On Election Day in 1996, TheAtlantic.com launched a weekly editorial cartoon feature drawn by Sage Stossel and named (aptly enough) "Sage, Ink." Since then, Stossel's whimsical work has been featured by the New York Times Week in Review, CNN Headline News, Cartoon Arts International/The New York Times Syndicate, The Boston Globe, Nieman Reports, Editorial Humor, The Provincetown Banner (for which she received a 2009 New England Press Association Award), and elsewhere. Her work has also been included in Best Editorial Cartoons of the Year, (2005, 2006, 2009, and 2010 editions) and Attack of the Political Cartoonists. Her children's book, On the Loose in Boston, was published in June 2009.
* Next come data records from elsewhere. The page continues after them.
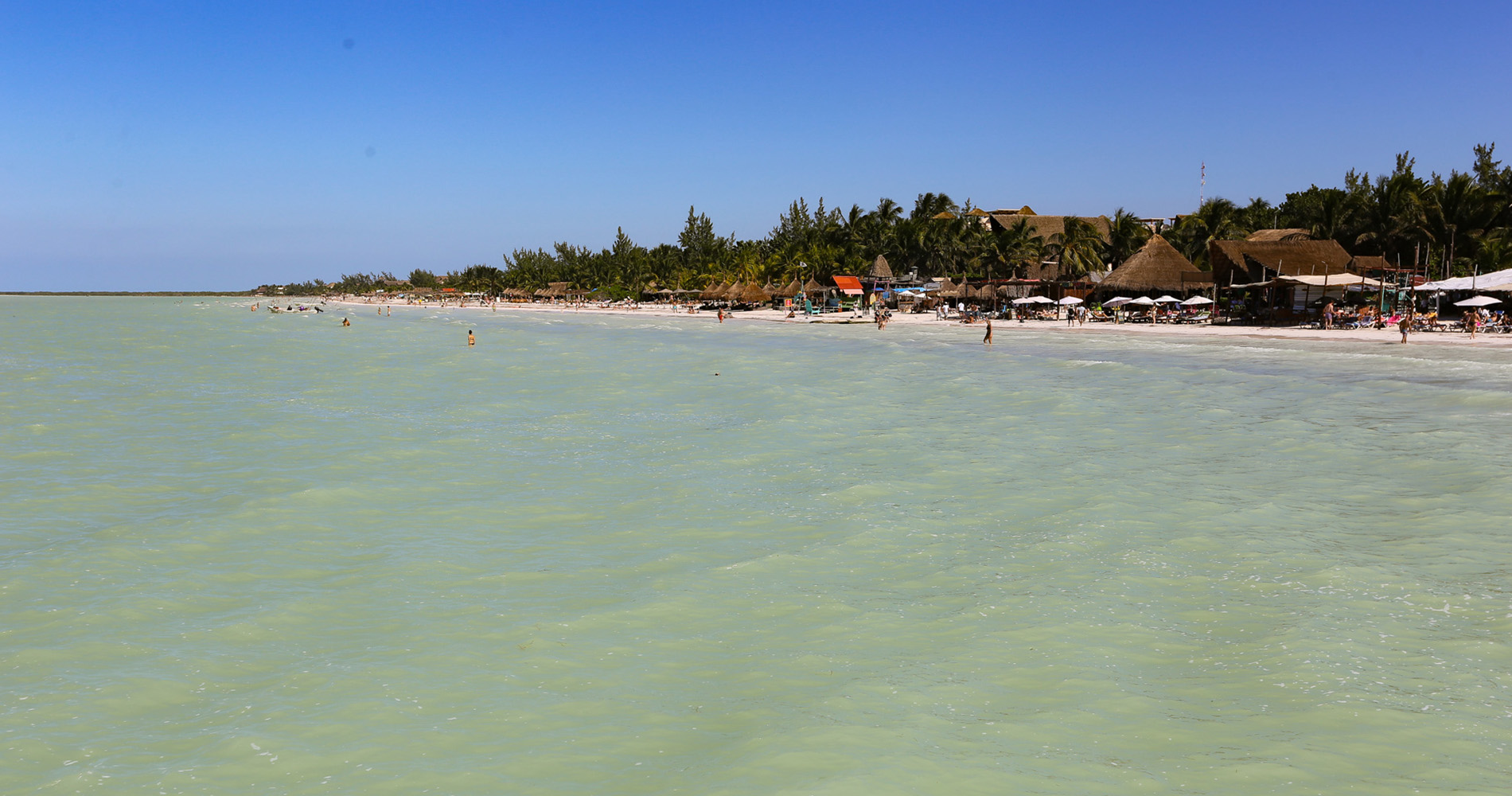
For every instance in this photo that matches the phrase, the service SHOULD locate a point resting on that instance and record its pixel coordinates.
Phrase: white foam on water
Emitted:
(851, 562)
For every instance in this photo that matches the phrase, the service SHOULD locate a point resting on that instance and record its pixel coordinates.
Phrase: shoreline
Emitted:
(1000, 327)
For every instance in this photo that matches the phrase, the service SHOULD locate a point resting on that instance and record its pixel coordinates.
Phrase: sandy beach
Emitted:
(998, 327)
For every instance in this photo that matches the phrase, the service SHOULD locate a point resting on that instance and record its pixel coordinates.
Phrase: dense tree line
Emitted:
(1461, 220)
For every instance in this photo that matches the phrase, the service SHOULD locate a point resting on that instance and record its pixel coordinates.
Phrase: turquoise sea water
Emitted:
(267, 554)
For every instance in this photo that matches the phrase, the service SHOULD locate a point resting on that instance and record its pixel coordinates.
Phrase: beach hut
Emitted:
(1155, 267)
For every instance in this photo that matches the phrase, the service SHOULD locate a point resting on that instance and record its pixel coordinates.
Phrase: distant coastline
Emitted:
(87, 294)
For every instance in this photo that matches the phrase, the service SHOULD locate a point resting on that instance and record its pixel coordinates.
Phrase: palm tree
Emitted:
(1127, 233)
(1216, 220)
(1016, 248)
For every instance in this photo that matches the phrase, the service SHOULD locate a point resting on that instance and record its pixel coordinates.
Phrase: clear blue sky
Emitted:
(205, 146)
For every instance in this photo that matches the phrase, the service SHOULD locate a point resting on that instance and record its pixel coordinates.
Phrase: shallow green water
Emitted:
(267, 554)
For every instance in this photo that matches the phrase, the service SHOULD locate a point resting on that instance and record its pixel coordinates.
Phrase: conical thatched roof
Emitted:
(755, 295)
(1155, 267)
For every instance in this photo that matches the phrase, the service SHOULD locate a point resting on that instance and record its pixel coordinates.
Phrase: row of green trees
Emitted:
(1461, 220)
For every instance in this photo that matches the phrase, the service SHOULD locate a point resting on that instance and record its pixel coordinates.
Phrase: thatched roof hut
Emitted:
(1239, 262)
(1280, 235)
(1155, 267)
(755, 295)
(1048, 224)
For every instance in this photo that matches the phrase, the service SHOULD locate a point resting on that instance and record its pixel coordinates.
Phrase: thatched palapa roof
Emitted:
(1048, 224)
(755, 295)
(1280, 235)
(1155, 267)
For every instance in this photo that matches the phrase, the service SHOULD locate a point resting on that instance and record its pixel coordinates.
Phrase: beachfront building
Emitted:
(1046, 226)
(1157, 267)
(1240, 262)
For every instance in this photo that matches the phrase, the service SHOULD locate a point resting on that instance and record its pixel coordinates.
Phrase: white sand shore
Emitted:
(1000, 329)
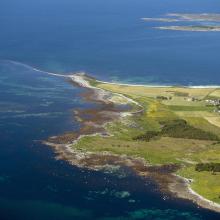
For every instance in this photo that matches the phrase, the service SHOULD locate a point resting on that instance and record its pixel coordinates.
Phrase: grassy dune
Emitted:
(198, 142)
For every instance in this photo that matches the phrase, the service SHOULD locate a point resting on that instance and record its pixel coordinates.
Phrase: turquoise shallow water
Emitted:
(108, 40)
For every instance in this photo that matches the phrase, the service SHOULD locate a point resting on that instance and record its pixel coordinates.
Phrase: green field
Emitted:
(177, 126)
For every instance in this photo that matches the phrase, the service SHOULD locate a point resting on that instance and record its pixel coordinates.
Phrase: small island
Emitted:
(170, 133)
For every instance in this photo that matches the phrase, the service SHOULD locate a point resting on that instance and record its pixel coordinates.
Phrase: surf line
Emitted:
(39, 70)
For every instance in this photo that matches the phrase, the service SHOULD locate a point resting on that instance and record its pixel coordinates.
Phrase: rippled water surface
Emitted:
(108, 40)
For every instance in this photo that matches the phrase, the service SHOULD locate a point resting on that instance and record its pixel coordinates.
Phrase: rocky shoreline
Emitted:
(107, 111)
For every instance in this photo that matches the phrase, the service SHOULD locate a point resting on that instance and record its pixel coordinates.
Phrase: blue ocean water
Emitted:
(108, 40)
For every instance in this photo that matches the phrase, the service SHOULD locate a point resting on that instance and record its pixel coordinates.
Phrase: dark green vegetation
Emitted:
(212, 167)
(178, 128)
(171, 129)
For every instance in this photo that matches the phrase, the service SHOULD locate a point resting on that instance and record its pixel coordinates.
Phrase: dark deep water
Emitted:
(108, 40)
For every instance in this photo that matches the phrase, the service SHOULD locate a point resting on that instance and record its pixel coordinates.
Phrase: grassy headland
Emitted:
(177, 125)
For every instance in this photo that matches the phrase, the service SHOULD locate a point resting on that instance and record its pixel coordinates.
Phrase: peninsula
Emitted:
(169, 133)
Sage Stossel grew up in a suburb of Boston and attended Harvard University, where she majored in English and American Literature and Languages and did a weekly cartoon strip about college life, called "Jody," for the Harvard Crimson. From 2004 to 2007, she served as Books Editor of the Radcliffe Quarterly

After college she took what was intended to be a temporary summer position securing electronic rights to articles from The Atlantic's archive for use online. Intrigued by The Atlantic's rich history and the creative possibilities in helping to launch a digital edition of the magazine on the Web, she soon joined The Atlantic full time. As the site's former executive editor, she was involved in everything from contributing reviews, author interviews, and illustrations, to hosting message boards and producing a digital edition of The Atlantic for the Web.

Stossel lives in Cambridge, Massachusetts.